Dr. Wolfgang Welke: Richtig, zu uns Schmerzärzten kommt der Patient häufig erst am Ende der Kette. Der normale Weg ist meistens, dass der Patient zuerst seinen Hausarzt aufsucht. Zudem sollte er sich auf jeden Fall auch neurologisch vorstellen. Denn Kopfschmerzerkrankungen können auch andere Ursachen haben, bis hin zur Meningitis oder zum Hirntumor. In der Regel ist daher auch eine EEG-Diagnostik und ein Schädel-MRT erforderlich. Um die orthopädische Vorgeschichte abzuklären, ist auch ein MRT der Halswirbelsäule notwendig. Ist man sich anhand der Symptome und des ausgewerteten Schmerzfragebogens sicher, dass es sich um eine Migräne handelt, kann diese sowohl medikamentös als auch verhaltenstherapeutisch behandelt werden. Die Ernährung spielt nämlich ebenfalls eine große Rolle, ebenso wie das Verhalten des Patienten und der Beruf beziehungsweise die Haltung bei der Arbeit. Stress und psychische Belastung sind häufig Trigger für Migräneanfälle. Werden bereits einige Faktoren verändert, nimmt die Anzahl der Anfälle bereits ab. Und das ist immer das Ziel: möglichst wenige Migräneanfälle.

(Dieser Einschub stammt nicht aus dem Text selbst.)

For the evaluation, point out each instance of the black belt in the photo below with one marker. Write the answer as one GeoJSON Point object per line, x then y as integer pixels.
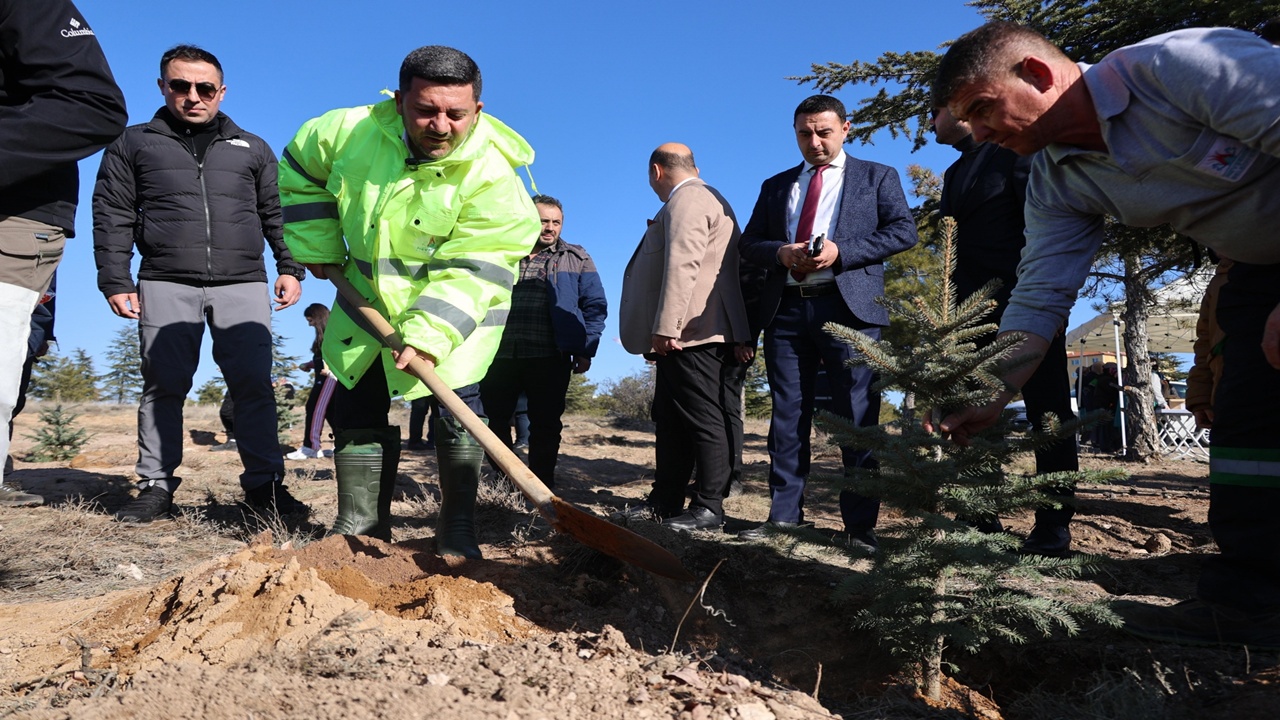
{"type": "Point", "coordinates": [809, 290]}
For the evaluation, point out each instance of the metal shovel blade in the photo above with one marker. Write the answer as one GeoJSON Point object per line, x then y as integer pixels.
{"type": "Point", "coordinates": [581, 525]}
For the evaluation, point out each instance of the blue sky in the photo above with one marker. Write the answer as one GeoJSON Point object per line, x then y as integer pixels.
{"type": "Point", "coordinates": [593, 86]}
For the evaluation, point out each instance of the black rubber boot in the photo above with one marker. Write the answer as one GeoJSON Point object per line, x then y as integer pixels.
{"type": "Point", "coordinates": [460, 458]}
{"type": "Point", "coordinates": [1051, 536]}
{"type": "Point", "coordinates": [365, 463]}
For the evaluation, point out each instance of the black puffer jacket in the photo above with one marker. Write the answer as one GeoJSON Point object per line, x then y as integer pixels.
{"type": "Point", "coordinates": [197, 223]}
{"type": "Point", "coordinates": [58, 104]}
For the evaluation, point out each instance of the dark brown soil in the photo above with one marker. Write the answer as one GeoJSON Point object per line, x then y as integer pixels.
{"type": "Point", "coordinates": [216, 614]}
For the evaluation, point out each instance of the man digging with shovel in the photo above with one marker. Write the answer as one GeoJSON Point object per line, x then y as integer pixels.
{"type": "Point", "coordinates": [417, 200]}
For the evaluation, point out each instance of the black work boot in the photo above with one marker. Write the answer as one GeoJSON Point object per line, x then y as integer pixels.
{"type": "Point", "coordinates": [365, 463]}
{"type": "Point", "coordinates": [460, 458]}
{"type": "Point", "coordinates": [274, 499]}
{"type": "Point", "coordinates": [154, 502]}
{"type": "Point", "coordinates": [1051, 536]}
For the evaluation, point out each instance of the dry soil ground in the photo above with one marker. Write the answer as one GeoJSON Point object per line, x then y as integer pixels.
{"type": "Point", "coordinates": [216, 614]}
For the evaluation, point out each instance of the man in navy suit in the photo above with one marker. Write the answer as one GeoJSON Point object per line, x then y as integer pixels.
{"type": "Point", "coordinates": [984, 191]}
{"type": "Point", "coordinates": [859, 210]}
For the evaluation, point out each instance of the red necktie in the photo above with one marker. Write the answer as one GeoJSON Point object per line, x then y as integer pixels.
{"type": "Point", "coordinates": [804, 231]}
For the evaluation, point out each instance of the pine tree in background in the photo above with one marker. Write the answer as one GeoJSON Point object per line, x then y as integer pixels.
{"type": "Point", "coordinates": [287, 397]}
{"type": "Point", "coordinates": [65, 379]}
{"type": "Point", "coordinates": [122, 382]}
{"type": "Point", "coordinates": [580, 397]}
{"type": "Point", "coordinates": [58, 438]}
{"type": "Point", "coordinates": [757, 400]}
{"type": "Point", "coordinates": [936, 582]}
{"type": "Point", "coordinates": [211, 392]}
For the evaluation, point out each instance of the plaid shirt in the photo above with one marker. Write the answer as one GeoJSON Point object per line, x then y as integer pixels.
{"type": "Point", "coordinates": [529, 331]}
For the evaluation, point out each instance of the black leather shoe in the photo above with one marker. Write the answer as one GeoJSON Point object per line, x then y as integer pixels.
{"type": "Point", "coordinates": [987, 525]}
{"type": "Point", "coordinates": [696, 519]}
{"type": "Point", "coordinates": [1050, 541]}
{"type": "Point", "coordinates": [763, 532]}
{"type": "Point", "coordinates": [152, 504]}
{"type": "Point", "coordinates": [274, 497]}
{"type": "Point", "coordinates": [863, 540]}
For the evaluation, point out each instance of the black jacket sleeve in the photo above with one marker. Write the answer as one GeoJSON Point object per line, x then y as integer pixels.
{"type": "Point", "coordinates": [269, 214]}
{"type": "Point", "coordinates": [58, 99]}
{"type": "Point", "coordinates": [115, 217]}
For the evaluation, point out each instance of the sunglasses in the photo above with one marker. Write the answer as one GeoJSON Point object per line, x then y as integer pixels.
{"type": "Point", "coordinates": [206, 91]}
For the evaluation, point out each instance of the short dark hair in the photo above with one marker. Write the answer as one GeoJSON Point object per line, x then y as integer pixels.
{"type": "Point", "coordinates": [191, 54]}
{"type": "Point", "coordinates": [982, 54]}
{"type": "Point", "coordinates": [672, 160]}
{"type": "Point", "coordinates": [548, 200]}
{"type": "Point", "coordinates": [816, 104]}
{"type": "Point", "coordinates": [1270, 31]}
{"type": "Point", "coordinates": [442, 65]}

Kann eine Migräne vollständig geheilt werden?
Dr. Wolfgang Welke: Es gibt schon Verläufe, wo die Migräne verschwindet – bei den Frauen sind es meist die Wechseljahre. Es gibt Patienten, die eine Migräne erst danach entwickeln. Das lässt sich schwer vorhersagen. Was auf jeden Fall möglich ist, ist auf die Trigger zu achten. Dazu zählen zum Beispiel Magnesiummangel, Flüssigkeitsmangel (man sollte mindestens zwei Liter am Tag trinken), Schlafmangel, Elektrolyte, ein Mangel an Vitamin-D oder auch an B6-Vitaminen.